Note: The ss-generated-matrix, matrix-diff-ss, raw-ss-tcp, and raw-ss-udp artifacts are only generated for CSV, JSON, and YAML formats. For NFT, Butane, and MachineConfig formats, the ss results are merged into the communication matrix.
Each record describes a flow with the following information:
direction Data flow direction (currently ingress only)
protocol IP protocol (TCP/UDP/SCTP/etc)
port Flow port number
namespace EndpointSlice Namespace
service EndpointSlice owner Service name
pod EndpointSlice target Pod name
container Port owner Container name
nodeGroup Resolved node group. Resolution logic:
- If --custom-node-group label selector matches the node: nodeGroup = that group name
- Else if MCP API available: nodeGroup = pool name parsed from node annotation
machineconfiguration.openshift.io/currentConfig (e.g., master, worker, custom-ws)

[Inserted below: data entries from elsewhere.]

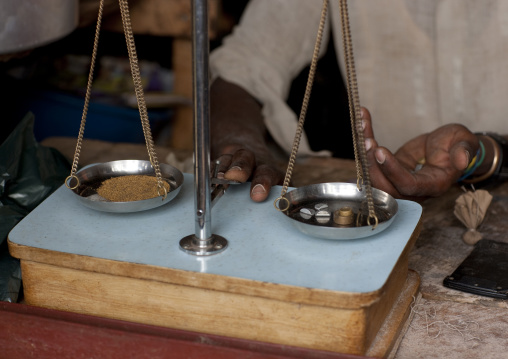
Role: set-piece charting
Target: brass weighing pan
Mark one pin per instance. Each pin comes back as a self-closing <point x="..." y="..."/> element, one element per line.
<point x="91" y="177"/>
<point x="309" y="205"/>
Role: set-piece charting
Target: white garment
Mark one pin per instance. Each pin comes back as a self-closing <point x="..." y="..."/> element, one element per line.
<point x="420" y="63"/>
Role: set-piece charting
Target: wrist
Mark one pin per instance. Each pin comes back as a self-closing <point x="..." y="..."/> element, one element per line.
<point x="495" y="164"/>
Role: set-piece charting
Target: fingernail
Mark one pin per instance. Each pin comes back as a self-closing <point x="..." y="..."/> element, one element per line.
<point x="259" y="188"/>
<point x="368" y="144"/>
<point x="380" y="157"/>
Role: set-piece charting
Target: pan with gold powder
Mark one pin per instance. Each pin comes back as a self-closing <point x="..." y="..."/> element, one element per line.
<point x="125" y="186"/>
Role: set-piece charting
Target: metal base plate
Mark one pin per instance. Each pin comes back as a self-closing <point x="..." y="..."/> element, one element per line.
<point x="192" y="245"/>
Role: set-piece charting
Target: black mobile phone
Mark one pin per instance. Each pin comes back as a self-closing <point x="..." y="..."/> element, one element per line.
<point x="484" y="271"/>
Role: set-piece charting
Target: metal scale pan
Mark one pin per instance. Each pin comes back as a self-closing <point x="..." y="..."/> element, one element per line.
<point x="92" y="176"/>
<point x="336" y="196"/>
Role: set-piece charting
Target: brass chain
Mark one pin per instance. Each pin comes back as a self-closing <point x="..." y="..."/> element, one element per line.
<point x="79" y="142"/>
<point x="362" y="168"/>
<point x="303" y="111"/>
<point x="355" y="113"/>
<point x="138" y="87"/>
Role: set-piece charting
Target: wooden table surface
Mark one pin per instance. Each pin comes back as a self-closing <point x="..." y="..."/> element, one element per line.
<point x="446" y="323"/>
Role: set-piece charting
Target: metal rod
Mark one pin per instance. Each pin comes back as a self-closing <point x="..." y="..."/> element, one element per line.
<point x="200" y="50"/>
<point x="203" y="242"/>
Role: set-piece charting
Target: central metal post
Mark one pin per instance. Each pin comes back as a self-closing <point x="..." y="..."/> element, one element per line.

- Else if label hypershift.openshift.io/nodePool present: nodeGroup = that label value
- Else: nodeGroup = node role (e.g., master, worker)
optional Optional or mandatory flow for OpenShift
When associating a node to a MachineConfigPool (MCP), the pool is derived directly from the node annotation machineconfiguration.openshift.io/currentConfig, expected in the form rendered-<pool>-<hash>. The pool name is obtained by removing the rendered- prefix and trimming the trailing -<hash>.
If MCPs are not present in the cluster (e.g., HyperShift), nodeGroup is computed as:
- use
hypershift.openshift.io/nodePoollabel when available. - otherwise fall back to the node role.
The resolved group is recorded in the nodeGroup field for CSV/JSON/YAML outputs. NFT, Butane, and MachineConfig outputs are generated per node pool (MCP) or node role accordingly. The Butane and MachineConfig formats also produce a node-disruption-policy.yaml patch file to avoid full node reboots when nftables rules are updated.